This activity is inspired by the work of the [Ocean Cleanup Project](https://theoceancleanup.com/) and #TeamSeas started by YouTubers [MrBeast](https://www.youtube.com/watch?v=cV2gBU6hKfY) and [Mark Rober](https://www.youtube.com/watch?v=pXDx6DjNLDU). It uses data from Meijer L. J. J. et al., 2021, *Sci. Adv.*, More than 1000 rivers account for 80% of global riverine plastic emissions into the ocean, DOI: [10.1126/sciadv.aaz5803](10.1126/sciadv.aaz5803) which is provided [here](https://figshare.com/articles/dataset/Supplementary_data_for_More_than_1000_rivers_account_for_80_of_global_riverine_plsatic_emissions_into_the_ocean_/14515590) and has been downloaded into the Meijer2021_midpoint_emissions directory for this activity.

Explore the Ocean Cleanup Projects' interactive map version of this data on their website [here](https://theoceancleanup.com/sources/).

You can see the full #TeamSeas campaign to remove plastic from the Ocean [here](https://teamseas.org/) (I am in no way affiliated with any campaigns or organisations listed above).

## Contents

* [Start](#Start)
* [Exploring with GeoPandas](#BuiltIn)
* [Plotting 100 Worst Pollutors](#100Worst)
* [Pollution by Country](#Country)
* [Local River Data](#Local)
* [Your Local Rivers](#YourLocal)
* [Over to You](#OTY)
* [References](#REF)
* [Acknowledgements](#ACK)


## Let's Go: <a class="anchor" id="Start"></a>

We are going to explore this river pollution dataset using **[GeoPandas](https://geopandas.org/en/stable/)**. GeoPandas is built on Pandas and allows us to work with geospatial data.

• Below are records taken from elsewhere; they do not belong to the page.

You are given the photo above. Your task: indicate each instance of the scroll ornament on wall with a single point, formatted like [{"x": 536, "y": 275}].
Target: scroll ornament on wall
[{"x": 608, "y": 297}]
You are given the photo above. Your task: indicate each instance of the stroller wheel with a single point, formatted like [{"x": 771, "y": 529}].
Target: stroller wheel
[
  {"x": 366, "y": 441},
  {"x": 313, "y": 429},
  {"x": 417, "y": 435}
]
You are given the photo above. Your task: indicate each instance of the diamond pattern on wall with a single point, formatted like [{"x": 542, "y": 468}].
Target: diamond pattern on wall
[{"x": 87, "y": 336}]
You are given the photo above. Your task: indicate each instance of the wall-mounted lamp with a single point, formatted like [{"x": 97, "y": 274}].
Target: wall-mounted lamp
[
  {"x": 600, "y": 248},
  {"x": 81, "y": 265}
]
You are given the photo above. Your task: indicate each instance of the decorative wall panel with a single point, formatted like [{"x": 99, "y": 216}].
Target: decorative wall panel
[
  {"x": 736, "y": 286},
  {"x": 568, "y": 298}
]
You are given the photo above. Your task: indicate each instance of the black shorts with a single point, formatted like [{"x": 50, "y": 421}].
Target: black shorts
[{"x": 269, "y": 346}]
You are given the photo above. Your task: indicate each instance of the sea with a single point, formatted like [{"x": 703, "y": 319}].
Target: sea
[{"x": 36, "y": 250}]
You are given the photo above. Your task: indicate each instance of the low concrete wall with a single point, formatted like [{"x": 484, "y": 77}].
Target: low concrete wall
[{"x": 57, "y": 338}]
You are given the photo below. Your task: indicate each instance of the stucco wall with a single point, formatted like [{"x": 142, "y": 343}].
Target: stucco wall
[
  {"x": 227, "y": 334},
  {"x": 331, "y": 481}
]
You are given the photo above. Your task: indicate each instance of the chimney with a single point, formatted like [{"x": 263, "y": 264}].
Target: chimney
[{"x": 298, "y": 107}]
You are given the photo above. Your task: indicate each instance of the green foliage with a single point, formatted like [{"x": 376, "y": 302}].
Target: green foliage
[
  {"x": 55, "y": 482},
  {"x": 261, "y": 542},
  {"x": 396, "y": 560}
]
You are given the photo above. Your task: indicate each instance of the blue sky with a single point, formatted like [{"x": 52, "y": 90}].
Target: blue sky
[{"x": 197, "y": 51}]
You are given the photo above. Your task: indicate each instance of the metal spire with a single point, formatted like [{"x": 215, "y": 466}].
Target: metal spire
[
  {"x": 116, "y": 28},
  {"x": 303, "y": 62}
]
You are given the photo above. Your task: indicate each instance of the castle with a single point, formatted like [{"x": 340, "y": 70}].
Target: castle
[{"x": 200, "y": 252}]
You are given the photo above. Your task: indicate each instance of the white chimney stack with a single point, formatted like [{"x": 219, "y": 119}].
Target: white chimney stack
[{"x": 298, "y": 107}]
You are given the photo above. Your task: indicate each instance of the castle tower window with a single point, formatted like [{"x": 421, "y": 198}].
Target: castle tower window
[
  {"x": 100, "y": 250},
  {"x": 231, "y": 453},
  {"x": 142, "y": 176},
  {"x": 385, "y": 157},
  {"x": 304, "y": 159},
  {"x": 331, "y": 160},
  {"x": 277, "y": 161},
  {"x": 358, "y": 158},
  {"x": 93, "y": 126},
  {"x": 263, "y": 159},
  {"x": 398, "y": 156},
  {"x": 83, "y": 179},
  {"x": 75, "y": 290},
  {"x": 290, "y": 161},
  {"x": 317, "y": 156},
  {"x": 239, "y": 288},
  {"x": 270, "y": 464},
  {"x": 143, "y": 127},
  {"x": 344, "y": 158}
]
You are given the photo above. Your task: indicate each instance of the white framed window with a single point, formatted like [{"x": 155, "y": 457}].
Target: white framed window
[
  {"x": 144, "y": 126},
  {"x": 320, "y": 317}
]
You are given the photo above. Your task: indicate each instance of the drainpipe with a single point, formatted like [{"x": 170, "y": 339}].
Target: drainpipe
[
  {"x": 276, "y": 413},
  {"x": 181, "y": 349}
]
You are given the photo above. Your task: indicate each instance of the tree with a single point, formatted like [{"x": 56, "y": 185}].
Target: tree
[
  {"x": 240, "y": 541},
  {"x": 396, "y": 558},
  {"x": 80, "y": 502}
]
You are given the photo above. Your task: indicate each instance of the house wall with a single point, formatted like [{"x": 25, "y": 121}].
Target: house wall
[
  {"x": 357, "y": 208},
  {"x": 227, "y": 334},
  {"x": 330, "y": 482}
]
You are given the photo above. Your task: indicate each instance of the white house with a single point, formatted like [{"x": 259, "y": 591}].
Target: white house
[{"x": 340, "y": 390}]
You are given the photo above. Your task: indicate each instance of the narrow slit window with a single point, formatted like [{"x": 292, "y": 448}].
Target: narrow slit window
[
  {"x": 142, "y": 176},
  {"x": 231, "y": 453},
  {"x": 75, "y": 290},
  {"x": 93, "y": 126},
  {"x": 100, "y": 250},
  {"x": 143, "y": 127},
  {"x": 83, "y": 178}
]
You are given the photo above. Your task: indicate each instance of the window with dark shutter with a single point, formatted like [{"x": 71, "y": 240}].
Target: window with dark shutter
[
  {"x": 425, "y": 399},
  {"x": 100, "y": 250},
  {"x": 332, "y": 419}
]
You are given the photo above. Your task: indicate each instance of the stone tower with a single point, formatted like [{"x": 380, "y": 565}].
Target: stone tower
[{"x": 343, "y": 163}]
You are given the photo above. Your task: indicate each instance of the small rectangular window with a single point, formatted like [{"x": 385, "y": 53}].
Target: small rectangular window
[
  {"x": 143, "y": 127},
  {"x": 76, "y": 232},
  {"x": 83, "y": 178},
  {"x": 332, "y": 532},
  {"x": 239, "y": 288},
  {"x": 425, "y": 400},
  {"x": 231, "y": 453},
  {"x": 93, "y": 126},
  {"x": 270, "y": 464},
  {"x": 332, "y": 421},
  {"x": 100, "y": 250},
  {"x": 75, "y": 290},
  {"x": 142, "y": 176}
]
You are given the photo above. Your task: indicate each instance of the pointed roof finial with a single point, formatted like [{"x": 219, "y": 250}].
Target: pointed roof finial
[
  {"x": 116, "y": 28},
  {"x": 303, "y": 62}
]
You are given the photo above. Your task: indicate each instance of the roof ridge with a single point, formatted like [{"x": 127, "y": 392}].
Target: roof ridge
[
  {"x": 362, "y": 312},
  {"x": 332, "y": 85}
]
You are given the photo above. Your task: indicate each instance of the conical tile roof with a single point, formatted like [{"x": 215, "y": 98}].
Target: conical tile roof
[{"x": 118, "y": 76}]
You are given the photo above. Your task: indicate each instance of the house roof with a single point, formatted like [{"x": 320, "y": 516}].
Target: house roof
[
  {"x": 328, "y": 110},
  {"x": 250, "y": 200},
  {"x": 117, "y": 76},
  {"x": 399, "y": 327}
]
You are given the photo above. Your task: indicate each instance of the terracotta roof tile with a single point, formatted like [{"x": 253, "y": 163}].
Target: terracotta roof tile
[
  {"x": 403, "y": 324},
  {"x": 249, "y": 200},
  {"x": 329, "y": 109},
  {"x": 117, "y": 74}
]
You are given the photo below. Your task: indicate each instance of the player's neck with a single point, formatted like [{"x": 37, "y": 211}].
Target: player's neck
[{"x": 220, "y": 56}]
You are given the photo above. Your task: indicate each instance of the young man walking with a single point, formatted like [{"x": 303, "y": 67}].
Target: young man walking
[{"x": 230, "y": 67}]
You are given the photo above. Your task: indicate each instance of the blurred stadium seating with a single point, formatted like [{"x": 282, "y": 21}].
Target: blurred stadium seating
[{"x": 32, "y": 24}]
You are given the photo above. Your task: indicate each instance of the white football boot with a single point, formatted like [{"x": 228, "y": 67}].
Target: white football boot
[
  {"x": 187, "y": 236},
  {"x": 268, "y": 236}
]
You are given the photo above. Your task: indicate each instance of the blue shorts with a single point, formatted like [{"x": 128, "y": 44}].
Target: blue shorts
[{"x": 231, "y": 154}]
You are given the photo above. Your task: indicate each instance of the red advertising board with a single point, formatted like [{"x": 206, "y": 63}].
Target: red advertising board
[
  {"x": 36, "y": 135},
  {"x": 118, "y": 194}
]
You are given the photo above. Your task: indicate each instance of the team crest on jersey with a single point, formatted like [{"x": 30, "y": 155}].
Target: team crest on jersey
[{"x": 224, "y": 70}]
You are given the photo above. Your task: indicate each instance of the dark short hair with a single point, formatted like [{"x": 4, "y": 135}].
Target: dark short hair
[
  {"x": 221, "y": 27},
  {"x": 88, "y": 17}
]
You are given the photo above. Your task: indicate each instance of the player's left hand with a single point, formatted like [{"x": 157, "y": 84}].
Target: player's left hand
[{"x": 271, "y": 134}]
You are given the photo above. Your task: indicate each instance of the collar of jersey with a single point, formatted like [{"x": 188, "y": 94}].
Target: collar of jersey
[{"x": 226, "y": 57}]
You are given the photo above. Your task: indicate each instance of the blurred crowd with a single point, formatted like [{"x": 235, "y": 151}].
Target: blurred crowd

You will need to have **GeoPandas**, **[contextily](https://contextily.readthedocs.io/en/latest/)**, **matplotlib + ipywidgets**, and **[adjustText](https://github.com/Phlya/adjustText)** installed to run all the code.

In [None]:
# run me
import geopandas as gpd
import matplotlib.pyplot as plt
import contextily as cx

from geopandas.tools import sjoin
from numpy import log
from adjustText import adjust_text

%matplotlib widget

We can use GeoPandas to read in the special shapefile which contains our geospatial data. Go ahead and run the next code cell.

In [None]:
# run me
rivers = gpd.read_file("./Meijer2021_midpoint_emissions/Meijer2021_midpoint_emissions.shp")

Let's look and see how many rivers are in the dataset using ```.shape```.

In [None]:
# run me
rivers.shape

There are 31,819 rivers included in this dataset! Let's look at the first 5 rows using ```.head()```.

In [None]:
# run me
rivers.head()

The **dots_exten** column tells us the total annual plastic emissions in metric tons and the **geometry** column contains the POINTs showing the locations of all the rivers.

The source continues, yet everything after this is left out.